I am new to pandas dataframes, so I apologies in case there's an easy or even built-in way to do so.
Let's say I have a dataframe df
with 3 columns A
(a string), B
(a float) and C
(a bool). Values of column A
are not unique. B
is a random number and rows with same A
value can have different values of B
. Columns C
is True
if the value of A
is repeated in the dataset.
An example
| | A | B | C |
|---|-----|-----|-------|
| 0 | cat | 10 | True |
| 1 | dog | 10 | False |
| 2 | cat | 20 | True |
| 3 | bee | 100 | False |
(The column C
is actually redundant and could be obtained with df['C']=df['A'].duplicated(keep=False)
)
What I want to obtain is a dataframe were, for duplicated entries of A
(C==True
), only the row with the highest B
value is kept.
I know how to get the list of rows with maximum value of B
:
df.loc[df[df['C']].groupby('A')['B'].idxmax()] #is this the best way actually?

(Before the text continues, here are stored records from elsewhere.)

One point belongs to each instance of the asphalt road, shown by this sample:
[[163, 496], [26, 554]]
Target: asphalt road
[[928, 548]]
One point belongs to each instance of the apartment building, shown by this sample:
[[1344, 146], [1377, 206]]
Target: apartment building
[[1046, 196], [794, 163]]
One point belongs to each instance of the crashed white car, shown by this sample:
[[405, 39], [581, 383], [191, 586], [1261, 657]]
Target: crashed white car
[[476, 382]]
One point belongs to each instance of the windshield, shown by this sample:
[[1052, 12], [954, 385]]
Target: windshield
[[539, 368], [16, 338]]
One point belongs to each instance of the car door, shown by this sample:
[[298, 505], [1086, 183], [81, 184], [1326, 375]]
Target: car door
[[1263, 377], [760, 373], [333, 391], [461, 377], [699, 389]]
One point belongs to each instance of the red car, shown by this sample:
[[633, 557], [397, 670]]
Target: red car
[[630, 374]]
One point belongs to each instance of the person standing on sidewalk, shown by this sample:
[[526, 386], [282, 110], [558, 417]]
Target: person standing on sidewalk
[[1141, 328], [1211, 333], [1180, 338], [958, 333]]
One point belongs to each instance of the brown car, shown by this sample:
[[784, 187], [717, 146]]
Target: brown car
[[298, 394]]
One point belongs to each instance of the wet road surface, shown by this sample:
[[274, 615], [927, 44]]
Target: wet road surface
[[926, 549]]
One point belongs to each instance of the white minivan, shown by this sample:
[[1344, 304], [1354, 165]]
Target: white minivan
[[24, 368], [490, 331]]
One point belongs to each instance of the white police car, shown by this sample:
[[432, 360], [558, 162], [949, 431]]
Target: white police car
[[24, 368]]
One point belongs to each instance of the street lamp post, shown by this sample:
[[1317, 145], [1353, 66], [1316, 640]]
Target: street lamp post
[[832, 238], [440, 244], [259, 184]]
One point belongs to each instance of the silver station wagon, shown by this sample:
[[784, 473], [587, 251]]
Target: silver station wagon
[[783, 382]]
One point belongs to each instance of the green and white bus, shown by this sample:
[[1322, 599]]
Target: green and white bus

but what I want is the opposite: filter df
so to get only the entries not duplicated (C==False
) and the duplicated ones with the highest B.
One possibility could be to concatenate df[~df['C']]
and the previous table but is it the best way actually?
CodePudding user response:
One approach:
res = df.iloc[df.groupby("A")["B"].idxmax()]
print(res)
Output
A B C
3 bee 100 False
2 cat 20 True
1 dog 10 False